About your calculations... first of all, I'm not entirely sure what your 5/7-bit resolution is about; as far as I can see, the CC1120 accepts 8-bit SPI transfers? You keep talking about an external DAC; are you planning to use some analog way of controlling the modulation of the CC1120 with an external DAC chip? If so, why not use the internal DAC of the ESP32?

Assuming 8-bit transfers to the cc1120s CFM_TX_DATA_OUT register in burst mode from now on, so no external DAC and 1 byte per sample: The max frequency you need to reproduce is 2200 Hz. According to the Nyquist-Shannon sampling theorem, you'd need 4400Hz sampling frequency to adequately reproduce this. Let's go a bit higher so we have some headroom and make it 8KHz.

200 bytes is 1600 bits, at 1200BPS is indeed 1.3 seconds. Times 8KHz is about 10KByte. Not sure how you arrive at 9 times that much, to be honest...

Edit: Wait, you're talking about oversampling the waveform by a factor of 2^5 or 2^7? Why'd you do that, that's pretty insane! I'm not sure how demodulation in the average receiver works, but if it only needs a 1200/2200Hz signal, it would be insanity if it didn't do lowpass filtering at 3000Hz or so, which means that you can easily get away with only oversampling it twice or so.

Gotcha. Hmm. This means that you almost need a 'streaming' mode for a SPI transaction, like the I2S peripheral has. At the moment, the driver has nothing of that kind, but the hardware supports it; worst case you could hack the driver to get something like this.

Okay cool! I'm guessing the I2S driver might be a good place to start on this?Thanks for the insight.

About your calculations... first of all, I'm not entirely sure what your 5/7-bit resolution is about; as far as I can see, the CC1120 accepts 8-bit SPI transfers? You keep talking about an external DAC; are you planning to use some analog way of controlling the modulation of the CC1120 with an external DAC chip? If so, why not use the internal DAC of the ESP32?

I was using DAC kinda as analogy. Setting the CFM_TX_DATA_OUT register sets the deviation from the carrier. The resolution provided is only 7-bits even that the SPI transfer is 8-bits. The resolution used generate the tones will affect the SNR of the symbol in the baseband, and I need to do further research to determine how reducing the SNR in the base-band will affect the ability of other receivers to decode the signal. At the time, I'd figure I would max out the resolution to best simulate how the current systems function. The APRS network isn't standardized on equipment. It is hodgepodge of legacy and new hardware so I leveraged my bet on making the baseband signal as best as possible.

The output will not be low-pass filtered on transmission (basically it will be M-FSK; where M is the resolution of the DAC used), but on the receiving side the RX filter and audio filters I assume would low-pass filter the signal.

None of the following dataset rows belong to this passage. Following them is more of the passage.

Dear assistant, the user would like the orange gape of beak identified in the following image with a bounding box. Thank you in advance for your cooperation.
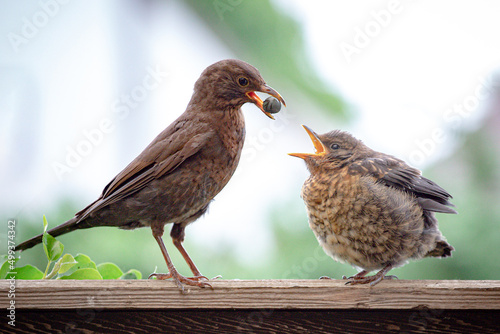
[246,85,286,119]
[288,125,326,159]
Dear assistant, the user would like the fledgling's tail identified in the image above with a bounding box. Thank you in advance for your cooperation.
[16,217,82,251]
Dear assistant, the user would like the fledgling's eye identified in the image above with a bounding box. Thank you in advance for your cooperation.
[238,77,249,87]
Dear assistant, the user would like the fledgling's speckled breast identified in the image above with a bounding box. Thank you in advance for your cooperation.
[302,171,439,271]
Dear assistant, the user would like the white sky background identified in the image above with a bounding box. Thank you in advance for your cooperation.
[0,0,500,258]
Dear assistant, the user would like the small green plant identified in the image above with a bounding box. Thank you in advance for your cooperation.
[0,216,142,279]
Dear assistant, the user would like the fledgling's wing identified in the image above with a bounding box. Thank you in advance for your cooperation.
[349,154,457,213]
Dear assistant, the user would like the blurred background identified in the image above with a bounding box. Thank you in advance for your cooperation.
[0,0,500,279]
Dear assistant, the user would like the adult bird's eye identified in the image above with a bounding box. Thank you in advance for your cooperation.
[238,77,249,87]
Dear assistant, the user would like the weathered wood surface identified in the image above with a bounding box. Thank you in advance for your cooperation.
[0,280,500,334]
[0,280,500,310]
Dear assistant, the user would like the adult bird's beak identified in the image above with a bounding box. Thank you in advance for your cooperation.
[288,125,326,159]
[246,85,286,119]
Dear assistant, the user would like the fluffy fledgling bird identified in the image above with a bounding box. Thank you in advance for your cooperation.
[290,126,456,285]
[16,59,285,290]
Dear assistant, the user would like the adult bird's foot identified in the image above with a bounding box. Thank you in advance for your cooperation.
[148,273,213,293]
[342,273,398,286]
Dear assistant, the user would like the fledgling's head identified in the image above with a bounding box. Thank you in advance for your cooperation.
[289,125,370,172]
[190,59,286,119]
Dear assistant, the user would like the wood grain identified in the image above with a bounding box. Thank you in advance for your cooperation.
[0,280,500,311]
[0,309,500,334]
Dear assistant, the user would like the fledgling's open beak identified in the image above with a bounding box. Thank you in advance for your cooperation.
[288,125,326,159]
[246,85,286,119]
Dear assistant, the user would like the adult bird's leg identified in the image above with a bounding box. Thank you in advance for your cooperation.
[346,264,397,286]
[148,226,212,292]
[170,224,208,280]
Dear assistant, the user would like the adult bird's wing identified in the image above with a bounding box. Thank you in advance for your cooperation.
[350,155,457,213]
[76,121,214,221]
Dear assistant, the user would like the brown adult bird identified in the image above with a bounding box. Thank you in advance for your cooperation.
[290,126,456,286]
[16,59,285,290]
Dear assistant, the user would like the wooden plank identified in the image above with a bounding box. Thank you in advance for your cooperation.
[0,280,500,311]
[0,309,500,334]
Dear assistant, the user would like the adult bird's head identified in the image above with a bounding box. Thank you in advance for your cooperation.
[190,59,286,119]
[288,125,369,169]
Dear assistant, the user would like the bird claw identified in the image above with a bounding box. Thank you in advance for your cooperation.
[148,273,214,293]
[342,274,398,286]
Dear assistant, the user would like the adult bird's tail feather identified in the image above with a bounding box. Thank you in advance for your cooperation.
[16,217,83,251]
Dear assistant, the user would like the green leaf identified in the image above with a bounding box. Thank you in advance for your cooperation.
[0,258,10,279]
[120,269,142,279]
[43,215,49,233]
[59,254,97,278]
[14,264,43,279]
[97,262,123,279]
[59,254,78,274]
[58,268,102,279]
[42,232,64,261]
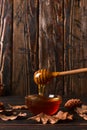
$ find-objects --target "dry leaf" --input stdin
[0,112,27,121]
[8,104,28,110]
[28,111,73,124]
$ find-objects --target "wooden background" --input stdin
[0,0,87,96]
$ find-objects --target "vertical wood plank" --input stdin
[12,0,38,95]
[0,0,13,95]
[39,0,63,94]
[64,0,87,95]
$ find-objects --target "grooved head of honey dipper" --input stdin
[34,69,52,85]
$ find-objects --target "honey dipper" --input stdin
[34,68,87,85]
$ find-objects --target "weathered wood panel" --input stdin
[0,0,87,95]
[0,0,13,95]
[39,0,63,94]
[12,0,38,95]
[64,0,87,95]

If I go with the limited number of samples to create the tones (2), I could then simply use the CC1120 normal digital modes to generate the tones theoretically without the use of CFM_MODE. I would still need CFM_MODE I believe to receive analog FM, but that's a problem for another day, lol.

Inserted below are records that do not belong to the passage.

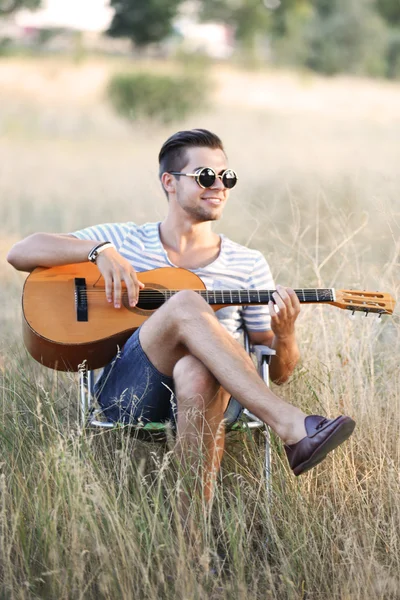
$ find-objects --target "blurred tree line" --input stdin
[0,0,400,78]
[107,0,400,78]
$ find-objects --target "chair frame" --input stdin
[79,332,276,495]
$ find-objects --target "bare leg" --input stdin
[140,290,306,444]
[173,355,230,510]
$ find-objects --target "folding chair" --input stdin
[79,332,276,494]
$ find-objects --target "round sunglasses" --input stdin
[169,167,238,189]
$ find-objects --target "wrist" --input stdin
[87,242,115,264]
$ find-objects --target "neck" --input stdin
[160,214,219,253]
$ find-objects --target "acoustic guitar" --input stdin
[22,263,395,371]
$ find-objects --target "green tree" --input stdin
[107,0,182,47]
[376,0,400,27]
[200,0,272,55]
[305,0,388,76]
[0,0,41,16]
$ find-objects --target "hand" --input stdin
[96,248,144,308]
[268,285,300,340]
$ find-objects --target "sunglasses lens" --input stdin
[222,169,237,189]
[197,167,216,187]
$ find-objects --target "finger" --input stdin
[103,273,112,302]
[122,271,137,306]
[130,271,144,304]
[286,288,301,313]
[113,272,121,308]
[268,300,279,323]
[272,291,286,313]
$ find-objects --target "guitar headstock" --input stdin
[332,290,396,315]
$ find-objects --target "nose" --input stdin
[211,175,227,190]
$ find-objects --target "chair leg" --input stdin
[79,363,93,427]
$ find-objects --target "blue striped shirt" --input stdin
[71,222,275,338]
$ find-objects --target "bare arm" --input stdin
[7,233,144,308]
[249,285,300,384]
[249,331,300,385]
[7,233,96,271]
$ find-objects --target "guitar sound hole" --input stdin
[136,288,165,310]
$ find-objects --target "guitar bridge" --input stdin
[75,277,89,321]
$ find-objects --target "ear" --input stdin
[161,173,176,194]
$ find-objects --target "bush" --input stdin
[107,73,208,123]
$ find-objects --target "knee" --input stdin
[167,290,214,322]
[173,355,220,409]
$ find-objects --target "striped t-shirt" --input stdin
[71,222,275,337]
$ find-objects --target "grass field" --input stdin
[0,58,400,600]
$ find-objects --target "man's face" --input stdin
[172,148,229,222]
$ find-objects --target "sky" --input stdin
[16,0,113,31]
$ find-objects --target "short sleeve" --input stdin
[242,252,275,331]
[70,223,135,250]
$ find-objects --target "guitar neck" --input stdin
[159,288,336,306]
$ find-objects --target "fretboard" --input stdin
[159,288,335,305]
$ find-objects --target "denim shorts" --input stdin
[95,329,243,425]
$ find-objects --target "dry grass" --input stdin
[0,59,400,600]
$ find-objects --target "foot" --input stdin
[284,415,356,475]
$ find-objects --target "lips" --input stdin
[202,197,223,204]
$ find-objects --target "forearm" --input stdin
[270,335,300,384]
[7,233,100,271]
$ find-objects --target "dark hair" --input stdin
[158,129,225,178]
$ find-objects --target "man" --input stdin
[8,129,355,500]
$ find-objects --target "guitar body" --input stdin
[22,262,395,371]
[22,263,206,371]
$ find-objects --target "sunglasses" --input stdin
[170,167,238,189]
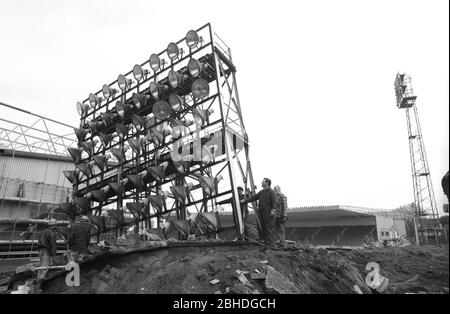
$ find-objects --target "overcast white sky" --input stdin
[0,0,449,213]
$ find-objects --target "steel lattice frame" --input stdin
[68,24,254,238]
[395,74,441,242]
[0,102,76,156]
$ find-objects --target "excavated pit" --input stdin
[42,246,449,294]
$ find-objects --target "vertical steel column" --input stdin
[209,25,244,239]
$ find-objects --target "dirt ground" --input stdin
[37,246,449,294]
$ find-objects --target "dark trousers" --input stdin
[258,212,275,249]
[275,217,287,245]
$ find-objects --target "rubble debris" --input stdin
[34,246,449,294]
[234,269,253,288]
[230,282,260,294]
[353,285,363,294]
[265,265,300,294]
[250,273,266,280]
[0,277,11,286]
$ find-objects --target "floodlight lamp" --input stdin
[116,100,127,118]
[128,138,141,155]
[67,147,82,164]
[167,43,180,61]
[63,170,80,184]
[87,120,104,132]
[153,100,172,120]
[115,123,130,140]
[170,185,187,204]
[191,79,209,99]
[117,74,133,91]
[198,176,215,195]
[167,70,186,89]
[124,174,144,191]
[186,30,200,49]
[131,114,145,132]
[145,116,156,127]
[80,140,98,156]
[169,119,186,138]
[108,182,125,196]
[188,58,206,77]
[77,163,92,178]
[147,130,168,146]
[169,94,184,111]
[133,64,148,82]
[149,82,167,100]
[89,93,103,108]
[100,112,117,127]
[192,108,214,125]
[77,101,92,117]
[98,133,114,148]
[148,161,169,181]
[73,196,91,212]
[132,93,148,109]
[194,146,214,165]
[148,195,164,212]
[149,53,161,72]
[73,128,88,142]
[92,154,111,171]
[86,190,105,203]
[102,84,118,99]
[111,147,125,163]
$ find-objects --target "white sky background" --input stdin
[0,0,449,213]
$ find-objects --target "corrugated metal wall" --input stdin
[0,154,74,219]
[0,156,74,187]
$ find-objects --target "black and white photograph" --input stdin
[0,0,449,302]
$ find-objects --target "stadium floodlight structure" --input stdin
[0,102,76,156]
[67,24,255,238]
[394,73,442,244]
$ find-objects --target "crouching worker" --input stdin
[37,219,58,279]
[67,216,91,263]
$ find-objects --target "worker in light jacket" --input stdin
[241,178,279,252]
[37,219,58,279]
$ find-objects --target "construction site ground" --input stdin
[3,243,440,294]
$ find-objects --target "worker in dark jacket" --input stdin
[216,186,248,237]
[37,219,58,279]
[273,185,288,248]
[241,178,279,252]
[67,216,91,262]
[441,171,450,203]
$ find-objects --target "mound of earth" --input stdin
[42,246,449,294]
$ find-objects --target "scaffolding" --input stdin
[67,24,255,238]
[394,73,443,245]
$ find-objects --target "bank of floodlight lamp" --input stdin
[149,53,166,74]
[77,101,92,119]
[191,78,209,102]
[117,74,133,93]
[167,43,184,63]
[102,84,118,101]
[89,93,103,108]
[133,64,148,83]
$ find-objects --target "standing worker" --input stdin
[241,178,279,252]
[273,185,288,248]
[37,219,58,279]
[67,216,91,262]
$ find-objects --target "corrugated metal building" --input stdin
[0,149,74,219]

Edit: Wait, you're talking about oversampling the waveform by a factor of 2^5 or 2^7? Why'd you do that, that's pretty insane! I'm not sure how demodulation in the average receiver works, but if it only needs a 1200/2200Hz signal, it would be insanity if it didn't do lowpass filtering at 3000Hz or so, which means that you can easily get away with only oversampling it twice or so.

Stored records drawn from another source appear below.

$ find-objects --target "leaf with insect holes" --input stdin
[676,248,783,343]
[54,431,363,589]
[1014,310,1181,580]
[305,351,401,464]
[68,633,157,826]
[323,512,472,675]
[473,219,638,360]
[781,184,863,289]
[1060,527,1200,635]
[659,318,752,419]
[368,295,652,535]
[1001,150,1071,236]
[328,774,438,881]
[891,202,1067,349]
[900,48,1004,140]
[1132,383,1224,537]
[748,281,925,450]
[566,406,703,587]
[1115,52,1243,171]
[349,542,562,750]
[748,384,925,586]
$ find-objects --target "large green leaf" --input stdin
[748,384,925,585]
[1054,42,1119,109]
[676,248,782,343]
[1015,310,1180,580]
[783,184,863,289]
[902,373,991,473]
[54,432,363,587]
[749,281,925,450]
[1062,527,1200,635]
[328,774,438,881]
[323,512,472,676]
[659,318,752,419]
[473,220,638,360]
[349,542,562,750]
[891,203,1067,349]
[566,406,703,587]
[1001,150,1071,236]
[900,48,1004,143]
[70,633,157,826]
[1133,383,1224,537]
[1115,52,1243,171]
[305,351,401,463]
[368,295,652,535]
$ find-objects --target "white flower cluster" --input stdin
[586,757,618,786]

Yes. You're right. I need to put some more though into this. Sorry, I'm still learning too, and I didn't assume it'd be this hard to dump this amount of data over SPI. The typical RX filter bandwidth is 5kHz for narrow voice FM so I might get something at 4400Hz. Different equipment based on my research uses different methods to determine the audio tone post FM demodulation: Gorenztel (signal bin FFT basically), Correlation banks, and Zero-crossing.

Thanks for your help Sprite!
P.S. Let me know if Espressif is hiring if I manage to make this SPI driver support streaming. (j.k.)

I did a few experiments and Nyquist seems to be fine based on the outputs of the FFTs post the output of the receiver. Thanks!